To use our software, first input parameters such as dose de-escalation (with vs. without), dose levels, true probability of DLT at each dose level as well as corresponding dosages (optional). Table and graphic outputs will be produced and made downloadable for further editing purposes.
Thank you,
Dr. Zhengjia Chen & Youyun Zheng
Abstract:
Among various Phase I clinical trial designs, rule-based standard 3+3 design is still the most widely utilized one for its simplicity and robustness. It is necessary to have crucial operating characteristics of the Phase I clinical trial before it starts.
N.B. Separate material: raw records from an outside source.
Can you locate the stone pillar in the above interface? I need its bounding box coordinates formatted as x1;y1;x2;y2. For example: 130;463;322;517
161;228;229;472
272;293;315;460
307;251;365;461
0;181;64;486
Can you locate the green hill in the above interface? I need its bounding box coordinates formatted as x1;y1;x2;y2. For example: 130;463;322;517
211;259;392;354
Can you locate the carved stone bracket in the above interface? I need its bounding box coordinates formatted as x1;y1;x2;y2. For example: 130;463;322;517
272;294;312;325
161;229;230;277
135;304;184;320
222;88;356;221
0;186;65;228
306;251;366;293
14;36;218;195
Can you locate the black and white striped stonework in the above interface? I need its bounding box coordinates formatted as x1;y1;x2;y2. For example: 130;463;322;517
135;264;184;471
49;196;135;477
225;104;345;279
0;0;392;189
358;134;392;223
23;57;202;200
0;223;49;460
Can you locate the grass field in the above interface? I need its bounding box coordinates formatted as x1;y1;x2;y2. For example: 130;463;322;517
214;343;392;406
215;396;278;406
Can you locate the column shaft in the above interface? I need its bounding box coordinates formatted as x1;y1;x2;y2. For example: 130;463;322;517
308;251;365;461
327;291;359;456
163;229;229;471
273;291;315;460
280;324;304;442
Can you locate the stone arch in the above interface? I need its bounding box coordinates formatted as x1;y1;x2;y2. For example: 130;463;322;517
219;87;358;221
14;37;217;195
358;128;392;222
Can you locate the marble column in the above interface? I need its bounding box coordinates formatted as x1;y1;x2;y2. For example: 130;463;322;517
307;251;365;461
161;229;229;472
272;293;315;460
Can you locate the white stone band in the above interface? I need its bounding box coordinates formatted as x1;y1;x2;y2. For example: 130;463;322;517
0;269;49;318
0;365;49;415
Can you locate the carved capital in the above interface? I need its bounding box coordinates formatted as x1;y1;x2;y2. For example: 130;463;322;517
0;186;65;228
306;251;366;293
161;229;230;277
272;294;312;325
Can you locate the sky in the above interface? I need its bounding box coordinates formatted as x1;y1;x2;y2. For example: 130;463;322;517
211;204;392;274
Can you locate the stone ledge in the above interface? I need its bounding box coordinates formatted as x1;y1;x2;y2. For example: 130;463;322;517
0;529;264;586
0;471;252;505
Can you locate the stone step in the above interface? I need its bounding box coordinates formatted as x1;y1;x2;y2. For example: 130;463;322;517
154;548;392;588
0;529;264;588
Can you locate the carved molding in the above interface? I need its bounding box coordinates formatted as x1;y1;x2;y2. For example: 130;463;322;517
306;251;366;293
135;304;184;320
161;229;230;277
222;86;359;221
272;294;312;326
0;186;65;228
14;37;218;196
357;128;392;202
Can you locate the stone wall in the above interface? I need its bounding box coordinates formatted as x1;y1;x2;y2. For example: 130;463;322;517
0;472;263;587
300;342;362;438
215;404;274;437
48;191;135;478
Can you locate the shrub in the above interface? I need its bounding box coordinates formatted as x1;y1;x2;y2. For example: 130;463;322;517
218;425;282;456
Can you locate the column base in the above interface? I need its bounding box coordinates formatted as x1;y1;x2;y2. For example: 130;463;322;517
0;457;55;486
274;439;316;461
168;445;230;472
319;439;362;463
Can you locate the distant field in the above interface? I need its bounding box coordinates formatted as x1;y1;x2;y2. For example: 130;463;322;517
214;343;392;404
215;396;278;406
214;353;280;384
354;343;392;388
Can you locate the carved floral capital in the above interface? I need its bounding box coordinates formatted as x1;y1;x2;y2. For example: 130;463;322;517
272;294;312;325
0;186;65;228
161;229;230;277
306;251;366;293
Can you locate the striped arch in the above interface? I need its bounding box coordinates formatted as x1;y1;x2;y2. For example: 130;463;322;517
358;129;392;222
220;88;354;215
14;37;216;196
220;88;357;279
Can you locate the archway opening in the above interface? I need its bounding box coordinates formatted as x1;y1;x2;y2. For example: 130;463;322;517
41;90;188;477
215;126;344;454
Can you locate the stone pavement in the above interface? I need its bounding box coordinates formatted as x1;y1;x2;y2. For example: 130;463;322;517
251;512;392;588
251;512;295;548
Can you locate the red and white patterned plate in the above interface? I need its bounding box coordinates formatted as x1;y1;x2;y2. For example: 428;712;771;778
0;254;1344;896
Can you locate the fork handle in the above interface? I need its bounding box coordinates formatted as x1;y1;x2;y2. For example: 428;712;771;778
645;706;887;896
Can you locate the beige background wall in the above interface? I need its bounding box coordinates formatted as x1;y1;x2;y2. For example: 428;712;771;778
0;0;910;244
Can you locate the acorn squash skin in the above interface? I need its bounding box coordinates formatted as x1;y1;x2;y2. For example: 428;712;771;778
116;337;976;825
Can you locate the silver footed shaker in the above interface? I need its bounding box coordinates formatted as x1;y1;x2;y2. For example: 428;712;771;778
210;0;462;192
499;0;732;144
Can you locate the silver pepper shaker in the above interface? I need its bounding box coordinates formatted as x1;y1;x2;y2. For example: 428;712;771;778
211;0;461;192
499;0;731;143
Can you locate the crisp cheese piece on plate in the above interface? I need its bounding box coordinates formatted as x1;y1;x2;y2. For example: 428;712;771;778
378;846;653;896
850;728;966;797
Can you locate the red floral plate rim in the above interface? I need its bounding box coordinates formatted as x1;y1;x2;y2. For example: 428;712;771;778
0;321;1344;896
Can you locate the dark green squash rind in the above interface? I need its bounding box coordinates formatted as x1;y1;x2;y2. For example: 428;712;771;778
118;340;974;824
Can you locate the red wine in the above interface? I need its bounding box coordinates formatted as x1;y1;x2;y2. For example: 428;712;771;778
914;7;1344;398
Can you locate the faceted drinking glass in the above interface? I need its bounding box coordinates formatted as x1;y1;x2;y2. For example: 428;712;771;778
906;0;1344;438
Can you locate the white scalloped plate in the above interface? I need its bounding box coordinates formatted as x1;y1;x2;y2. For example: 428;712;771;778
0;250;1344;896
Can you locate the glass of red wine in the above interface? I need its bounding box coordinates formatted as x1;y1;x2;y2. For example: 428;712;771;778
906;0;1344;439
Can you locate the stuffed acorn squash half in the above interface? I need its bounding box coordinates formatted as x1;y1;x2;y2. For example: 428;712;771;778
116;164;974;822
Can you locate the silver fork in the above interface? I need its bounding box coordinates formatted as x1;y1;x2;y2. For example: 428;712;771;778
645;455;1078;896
Based on assumed probability of Dose Limiting Toxicity (DLT) of each tested dose level, Lin and Shih had elaborated the formulas to calculate the 5 key operating characteristics of Phase I clinical trial using the two subtypes of Standard 3+3 designs (with vs without dose de-escalation): Probability of each dose level being chosen as Maximum Tolerated Dose (MTD); Expected number of patients treated at each dose level; Expected number of patients experiencing DLT at each dose level; Target Toxicity Level (TTL) (expected probability of DLT at MTD); Expected total number of patients experiencing DLT. But understanding the formulas requires advanced statistical knowledge and the formulas are also too complicated to be used directly. To facilitate the application, we develop stand-alone interactive software for the convenient calculations. The calculated results are presented in tables and plots that can be saved and easily edited for further usages.